说起来,原本惦记着别人的妻子就不是什么正当的事情,对不对?
太子殿下嘴角泛起一丝苦笑,原是不得不遵从父皇的旨意娶了柏芷,甚至还曾因为坏了袁彬同她的姻缘而自责过。但是现在,自己心里面却越来越放不下那个小姑娘了。
☆、第二十六章
朱见深晚上到清漪阁的时候,柏芷仍旧倚在榻上看话本子。因着一连十几日宿在清漪阁,这里的奴才也摸清楚了太子殿下的脾气,知道他不喜欢众人劳师动众地在殿外迎接他,反倒喜欢给柏妃娘娘来一个措手不及。因此当朱见深出现在清漪阁外,制止了通报的小太监之后,所有的奴才们也就知趣儿地不说话。太子殿下就这么畅通无阻地入了寝殿里头。

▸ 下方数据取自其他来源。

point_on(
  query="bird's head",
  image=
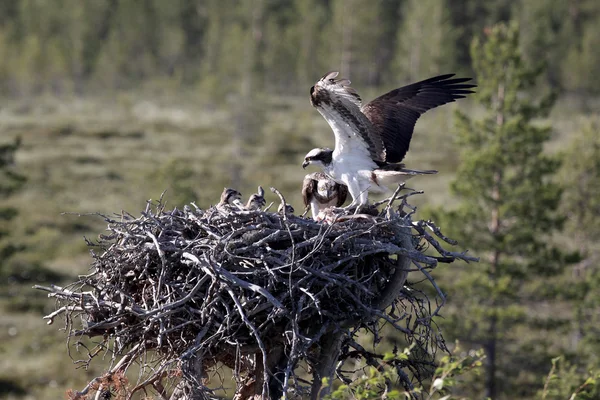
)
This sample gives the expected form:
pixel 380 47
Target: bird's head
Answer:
pixel 328 89
pixel 326 188
pixel 319 157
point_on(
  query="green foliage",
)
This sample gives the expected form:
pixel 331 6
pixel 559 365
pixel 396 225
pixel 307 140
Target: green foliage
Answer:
pixel 565 382
pixel 10 181
pixel 65 46
pixel 580 176
pixel 380 382
pixel 416 58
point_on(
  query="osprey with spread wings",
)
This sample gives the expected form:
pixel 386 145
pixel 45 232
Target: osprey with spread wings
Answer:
pixel 371 140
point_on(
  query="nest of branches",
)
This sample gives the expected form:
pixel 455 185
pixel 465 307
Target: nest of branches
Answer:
pixel 275 297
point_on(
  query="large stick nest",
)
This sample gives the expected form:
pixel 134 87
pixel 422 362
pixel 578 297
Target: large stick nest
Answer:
pixel 231 286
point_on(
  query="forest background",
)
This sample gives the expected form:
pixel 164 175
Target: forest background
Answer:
pixel 108 103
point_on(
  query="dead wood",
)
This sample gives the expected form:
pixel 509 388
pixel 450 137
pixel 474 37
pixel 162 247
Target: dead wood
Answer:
pixel 182 292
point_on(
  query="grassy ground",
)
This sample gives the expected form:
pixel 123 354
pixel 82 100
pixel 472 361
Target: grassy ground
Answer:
pixel 113 154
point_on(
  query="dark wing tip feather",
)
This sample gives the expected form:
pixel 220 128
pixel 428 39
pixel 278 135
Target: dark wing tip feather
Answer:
pixel 395 113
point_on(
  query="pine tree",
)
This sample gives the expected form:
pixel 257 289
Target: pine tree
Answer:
pixel 581 203
pixel 507 214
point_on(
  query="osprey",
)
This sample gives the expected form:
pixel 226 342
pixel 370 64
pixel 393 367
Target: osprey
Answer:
pixel 230 197
pixel 320 192
pixel 372 139
pixel 257 200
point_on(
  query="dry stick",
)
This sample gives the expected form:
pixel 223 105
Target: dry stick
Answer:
pixel 126 358
pixel 233 279
pixel 438 290
pixel 462 256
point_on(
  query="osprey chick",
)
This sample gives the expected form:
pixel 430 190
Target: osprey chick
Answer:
pixel 320 192
pixel 230 197
pixel 371 140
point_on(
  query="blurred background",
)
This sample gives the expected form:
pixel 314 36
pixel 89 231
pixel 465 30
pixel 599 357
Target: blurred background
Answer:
pixel 107 103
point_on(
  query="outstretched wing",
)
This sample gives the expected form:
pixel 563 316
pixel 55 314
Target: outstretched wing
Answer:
pixel 340 105
pixel 394 114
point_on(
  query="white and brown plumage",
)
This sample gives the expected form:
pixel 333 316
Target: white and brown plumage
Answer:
pixel 319 192
pixel 371 140
pixel 230 197
pixel 256 200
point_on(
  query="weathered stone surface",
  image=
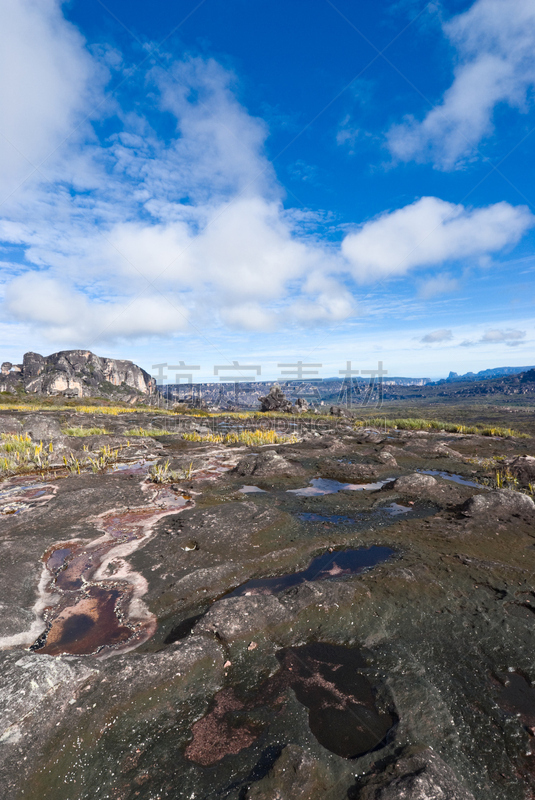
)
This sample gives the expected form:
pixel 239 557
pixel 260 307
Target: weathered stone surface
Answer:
pixel 412 484
pixel 523 468
pixel 266 463
pixel 296 775
pixel 502 503
pixel 424 776
pixel 438 624
pixel 347 472
pixel 237 616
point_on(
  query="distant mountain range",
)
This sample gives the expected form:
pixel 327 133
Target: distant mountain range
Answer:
pixel 484 374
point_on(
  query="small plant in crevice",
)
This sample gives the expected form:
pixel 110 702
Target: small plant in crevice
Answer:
pixel 18 453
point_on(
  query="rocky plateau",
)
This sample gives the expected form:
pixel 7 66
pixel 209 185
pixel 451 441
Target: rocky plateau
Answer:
pixel 347 616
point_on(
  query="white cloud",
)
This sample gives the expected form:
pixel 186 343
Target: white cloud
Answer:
pixel 48 83
pixel 441 335
pixel 429 232
pixel 190 229
pixel 510 337
pixel 440 284
pixel 495 42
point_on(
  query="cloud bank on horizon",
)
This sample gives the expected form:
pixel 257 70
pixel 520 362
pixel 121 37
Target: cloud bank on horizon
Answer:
pixel 161 213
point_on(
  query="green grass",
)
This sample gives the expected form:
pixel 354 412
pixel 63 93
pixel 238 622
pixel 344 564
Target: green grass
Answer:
pixel 19 454
pixel 415 424
pixel 251 438
pixel 79 431
pixel 148 432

看着柏芷认真入迷的样子,朱见深竟觉得这样子恬静的柏芷也让人心生怜爱,让人忍不住想要把她抱在怀里亲亲。
不过须臾,太子殿下的嘴角露出了一丝恶作剧的笑容。生了坏心的太子殿下静悄悄地绕到了柏芷的身后,伸出双手一下子蒙住了柏芷的眼睛。
蓦然间陷入了一片黑暗之中,柏芷有些不知所措。手中的话本掉落在地,原本靠着的迎风枕也不知怎么的,跟着话本子一起掉到了地上。猛然失去了重心,柏芷整个人都往右侧倾倒,眼看着就要摔在榻上。
紫檀木的贵妃塌,只在两侧放了两个迎风枕,好让坐卧之人舒适一些罢了,倘若真要摔上去,那还是很疼的。太子殿下本来只是想要逗一下柏芷,哪知道会发生这样的事情?一想到这姑娘娇柔的肌肤,这么倒下去肯定又要红肿了,太子殿下马上松开了蒙住柏芷双眼的双手,转而向前探身抱住了她,试图阻止她的下落。哪知道由于用力过猛,两人就这么一起脸贴脸、口对口地倒在了榻上。
太子殿下好歹松了一口气,还好自己的双手环住了柏芷,保护住了她的后背。
然而现下这场景却实在是太尴尬了。太子殿下整个人都压在柏芷身上,唇还紧紧贴住了柏芷的唇。纵使已和这个男人有过夫妻之实,但是柏芷的脸还是一下子就红了。她伸手抵住了紧紧贴着自己的宽厚的胸膛,将紧贴着自己的太子殿下推开,借此躲过了太子的唇。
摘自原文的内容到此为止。